Vaginal bacterial communities reside in an ecosystem that is strongly influenced by characteristics of the host, local environment, and constituent populations (Fig. 2). The human microbiome is often referred to as a commensal relationship in which one member derives benefit from the other member without providing benefit or causing harm in return. This is almost certainly not the case for the vaginal microbiome wherein the bacteria are entirely dependent on the host for nutrients, and in turn the bacterial communities play a role in protecting against disease-causing organisms. Consequently, it should be viewed as a mutualism in which an understanding of community composition, function, and dynamics requires that the vagina be viewed as an ecosystem and not simply the sum of its parts. For example, it is now clear that bacterial communities in the vaginas of reproductive age women are reasonably complex and include diverse species from several bacterial lineages. Hence, although vaginal bacterial communities are dominated by lactic acid producing bacteria, they coexist and interact with a wide array of other bacterial species by competition for space and resources. Through metabolic activities these populations modify their environment in ways that either facilitate or preclude colonization by other species through resource competition, predation by bacteriophage and the production of antimicrobial substances. Likewise the host influences the composition of communities by determining the quantity and composition of vaginal transudates that constitute an important source of nutrients for resident bacterial populations. Moreover, it is likely though not proven that vaginal mucus and epithelial cell receptors play an important role in colonization by certain bacterial species. Further, innate and local immune systems may work to exclude or select community members (reviewed by Linhares et al.2).
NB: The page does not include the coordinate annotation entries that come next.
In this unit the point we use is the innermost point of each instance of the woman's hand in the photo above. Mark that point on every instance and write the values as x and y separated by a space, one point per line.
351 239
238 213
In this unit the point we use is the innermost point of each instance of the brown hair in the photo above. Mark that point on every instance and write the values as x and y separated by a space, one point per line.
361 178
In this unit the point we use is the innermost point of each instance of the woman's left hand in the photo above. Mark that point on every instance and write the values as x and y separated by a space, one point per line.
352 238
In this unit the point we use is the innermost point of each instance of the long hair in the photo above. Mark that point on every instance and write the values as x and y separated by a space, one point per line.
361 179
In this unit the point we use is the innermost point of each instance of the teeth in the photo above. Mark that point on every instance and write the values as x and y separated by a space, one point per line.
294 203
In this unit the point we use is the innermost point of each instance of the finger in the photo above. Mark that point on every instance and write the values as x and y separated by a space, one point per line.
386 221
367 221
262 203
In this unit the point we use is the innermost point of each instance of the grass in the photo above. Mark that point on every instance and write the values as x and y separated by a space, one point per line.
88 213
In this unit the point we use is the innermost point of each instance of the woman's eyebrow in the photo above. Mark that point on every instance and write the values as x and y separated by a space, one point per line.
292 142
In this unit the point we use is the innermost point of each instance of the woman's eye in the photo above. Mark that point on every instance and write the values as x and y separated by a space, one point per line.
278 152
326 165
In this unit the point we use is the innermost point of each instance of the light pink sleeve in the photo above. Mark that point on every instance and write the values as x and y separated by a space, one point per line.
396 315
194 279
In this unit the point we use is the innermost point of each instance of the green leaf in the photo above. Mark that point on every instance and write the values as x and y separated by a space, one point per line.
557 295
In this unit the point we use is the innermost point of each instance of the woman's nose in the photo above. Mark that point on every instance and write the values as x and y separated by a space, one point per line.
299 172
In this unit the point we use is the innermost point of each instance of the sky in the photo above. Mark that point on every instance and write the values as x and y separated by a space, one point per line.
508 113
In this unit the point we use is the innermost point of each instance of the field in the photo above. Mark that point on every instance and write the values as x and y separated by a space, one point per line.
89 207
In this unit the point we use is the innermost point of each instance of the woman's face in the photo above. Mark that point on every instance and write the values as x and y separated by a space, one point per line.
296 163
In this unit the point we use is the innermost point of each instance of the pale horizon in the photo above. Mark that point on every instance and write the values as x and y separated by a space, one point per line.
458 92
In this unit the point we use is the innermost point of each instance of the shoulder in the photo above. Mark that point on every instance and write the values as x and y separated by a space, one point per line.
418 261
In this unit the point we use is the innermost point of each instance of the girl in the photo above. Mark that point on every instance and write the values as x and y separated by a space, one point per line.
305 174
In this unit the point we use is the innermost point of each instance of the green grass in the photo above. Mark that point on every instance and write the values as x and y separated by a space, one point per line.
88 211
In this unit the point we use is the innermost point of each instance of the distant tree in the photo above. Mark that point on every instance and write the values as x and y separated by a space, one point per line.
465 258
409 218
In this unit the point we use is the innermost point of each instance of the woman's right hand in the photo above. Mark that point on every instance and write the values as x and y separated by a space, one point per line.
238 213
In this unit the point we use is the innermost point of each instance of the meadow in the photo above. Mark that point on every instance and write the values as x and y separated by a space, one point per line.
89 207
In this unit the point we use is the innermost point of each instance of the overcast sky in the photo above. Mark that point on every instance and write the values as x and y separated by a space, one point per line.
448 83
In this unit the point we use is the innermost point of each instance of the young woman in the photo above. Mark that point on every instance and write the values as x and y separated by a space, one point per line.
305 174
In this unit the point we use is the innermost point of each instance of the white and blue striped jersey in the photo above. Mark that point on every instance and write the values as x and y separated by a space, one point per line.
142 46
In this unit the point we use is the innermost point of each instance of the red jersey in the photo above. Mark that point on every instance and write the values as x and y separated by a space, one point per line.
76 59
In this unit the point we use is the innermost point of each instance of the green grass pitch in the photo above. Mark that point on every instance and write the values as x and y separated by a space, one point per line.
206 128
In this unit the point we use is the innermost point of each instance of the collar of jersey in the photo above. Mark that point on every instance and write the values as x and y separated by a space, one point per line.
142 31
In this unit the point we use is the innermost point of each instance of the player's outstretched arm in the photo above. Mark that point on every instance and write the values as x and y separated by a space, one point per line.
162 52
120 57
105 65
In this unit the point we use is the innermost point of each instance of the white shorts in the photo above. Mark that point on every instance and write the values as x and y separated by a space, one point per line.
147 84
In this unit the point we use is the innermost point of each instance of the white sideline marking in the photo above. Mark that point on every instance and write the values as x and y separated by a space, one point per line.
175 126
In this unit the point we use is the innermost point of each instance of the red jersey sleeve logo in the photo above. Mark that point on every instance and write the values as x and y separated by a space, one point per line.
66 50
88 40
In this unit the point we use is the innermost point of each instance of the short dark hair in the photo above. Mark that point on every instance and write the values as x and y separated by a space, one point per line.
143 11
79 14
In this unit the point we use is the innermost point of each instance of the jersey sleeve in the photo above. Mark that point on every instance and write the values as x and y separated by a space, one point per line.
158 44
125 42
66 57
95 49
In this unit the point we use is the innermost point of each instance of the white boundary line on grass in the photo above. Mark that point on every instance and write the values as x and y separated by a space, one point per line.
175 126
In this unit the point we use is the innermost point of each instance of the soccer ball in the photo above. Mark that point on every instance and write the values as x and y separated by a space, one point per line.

The available evidence suggests vaginal communities are in a state of dynamic equilibrium, in which short term fluctuations (at least in reproductive age women) occur in response to changes driven by hormonal changes that are a part of normal menstrual cycles (reviewed by Farage and Sobel83). It is unknown whether any stage in a menstrual cycle should be thought of as a “disturbed” state and therefore more susceptible to invasion. However, it is known that many normal human activities are associated with destabilization of vaginal communities. For example, frequent sexual intercourse, having multiple sex partners, and frequent episodes of receptive oral sex84-87 cause destabilization of vaginal microbial communities, as do douching88 and use of spermicides.89-92 Each of these has the potential to destabilize vaginal bacterial communities and increase their invasibility. Here we discuss an ecological model as it may apply to the vaginal microbiota and their stability. First we must emphasize that a relevant and meaningful ecological theory for the vaginal microbiome is currently not feasible until additional research on community dynamics has been done. However, while the model presented here is conceptual in nature it does provide a useful framework for evaluating the possible importance and roles of community members and guiding future studies in this field.
The strong linkage between high numbers of lactic acid bacteria and a “healthy” vaginal microbial community is consistent with Walker’s Driver-Passenger model of community structure and function.93 Under this model, species of lactic acid bacteria would be considered ‘drivers’ that strongly influence the function or structure of the ecosystem by producing lactic acid and maintaining a low pH. The environment thus created would be a strong determinant of community species composition and activity because they would all have to flourish or at least tolerate an environmental pH of 4.0-4.5. The non-lactic acid bacteria would be considered ‘passengers’ that are typically present at lower numerical abundance, may have little influence on the ecology of the system, and might be lost from the community or change over time without markedly affecting community function. Vaginal communities seem to conform to this model at least from a numerical perspective since the rank abundance of species is highly skewed and lactic acid bacteria often outnumber others by two orders of magnitude, with diverse kinds of organisms present in lower numbers.
The occurrence of functional redundancy among ‘drivers’ (i.e., multiple species of lactic acid bacteria) may impact the stability and resilience of a community in the face of disturbances that lead to changes in community structure or function. Such disturbances will differ in magnitude, frequency and source. Those disturbances that are small in scale or infrequent may not affect communities that have functional redundancy in driver species, because if one driver is disadvantaged or lost, another can compensate and thereby maintain community function. If, however, the disturbance is overwhelming or the community is driven by a single species, it may be more susceptible to change in function. This change in function could be harmful if it is necessary for health, or it can provide opportunities for colonization by pathogens.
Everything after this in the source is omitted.